Recursive Reconstruction of Sparse Signal SequencesThis research focuses on recursive algorithms for causally reconstructing a time sequence of (approximately) sparse signals from a small number of ``incoherent" linear projections. The algorithms will be useful for real-time dynamic magnetic resonance imaging (MRI) in interventional radiology applications such as image-guided surgery or in functional-MRI. MRI is currently not usable for such real-time applications due to its "relatively slow image acquisition" (large data acquisition times and/or slow image reconstruction algorithms). Other potential applications include dynamic tomography for solar imaging or real-time single-pixel video imaging.Since the recent introduction of compressive sensing (CS), the static version of the above problem has been thoroughly studied.

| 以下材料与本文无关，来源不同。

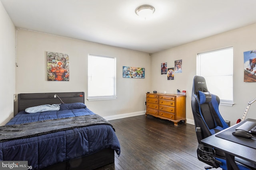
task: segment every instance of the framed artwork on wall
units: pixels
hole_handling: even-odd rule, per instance
[[[69,56],[66,54],[47,51],[47,80],[69,81]]]
[[[161,63],[161,74],[167,74],[167,63]]]
[[[256,82],[256,50],[244,52],[244,82]]]
[[[182,60],[176,60],[174,61],[175,73],[182,72]]]
[[[124,78],[145,78],[145,68],[140,67],[123,66]]]
[[[174,80],[174,68],[168,68],[167,71],[167,80]]]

But most existing algorithms for the dynamic problem just use CS to jointly reconstruct the entire time sequence in one go. This is a batch solution and has very high complexity. The alternative - CS at each time (simpleCS) - requires many more measurements. This research is the first to develop and analyze recursive algorithms for signal sequence reconstruction, which have the same complexity as simple CS, but which (a) achieve exact reconstruction using much fewer noise-free measurements than those needed by simple CS; (b) achieve provably smaller reconstruction error than simple CS, when using noisy measurements, especially when the number of measurements is small; and (c) are provably stable over time (reconstruction error remains bounded). Fewer measurements means reduced scan times for MRI, while recursive reconstruction means real-time imaging is possible. By exploiting the fact that sparsity patterns change slowly over time, the problem is formulated as one of compressive sensing with partially known support.CS and sequential CS are incorporated into the graduate/undergraduate curriculum and into senior-design at appropriate levels.

稀疏信号序列的递归重建本研究的重点是递归算法，用于从少量“非相干”线性投影中因果地重建（近似）稀疏信号的时间序列。该算法将用于实时动态磁共振成像（MRI）介入放射学应用，如图像引导手术或功能MRI。由于“相对较慢的图像采集”（大数据采集时间和/或较慢的图像重建算法），MRI目前无法用于此类实时应用。其他潜在的应用包括太阳成像的动态断层扫描或实时单像素视频成像。自从最近引入压缩感知（CS）以来，上述问题的静态版本已经得到了深入的研究。但现有的动态问题算法大多只是利用CS来一次联合重构整个时间序列。这是一个批量解决方案，具有非常高的复杂性。另一种选择-每次CS (simpleCS) -需要更多的测量。本研究首次开发和分析了用于信号序列重建的递归算法，该算法具有与简单CS相同的复杂性，但(a)使用比简单CS所需的无噪声测量少得多的方法实现精确重建；(b)当使用有噪声的测量时，特别是当测量数量较少时，可证明比简单的CS实现更小的重建误差；和(c)可以证明是随时间稳定的（重构误差仍然有界）。更少的测量意味着减少MRI扫描时间，而递归重建意味着实时成像成为可能。通过利用稀疏模式随时间缓慢变化的事实，该问题被描述为具有部分已知支持的压缩感知之一。CS和顺序CS被纳入研究生/本科课程和适当级别的高级设计中。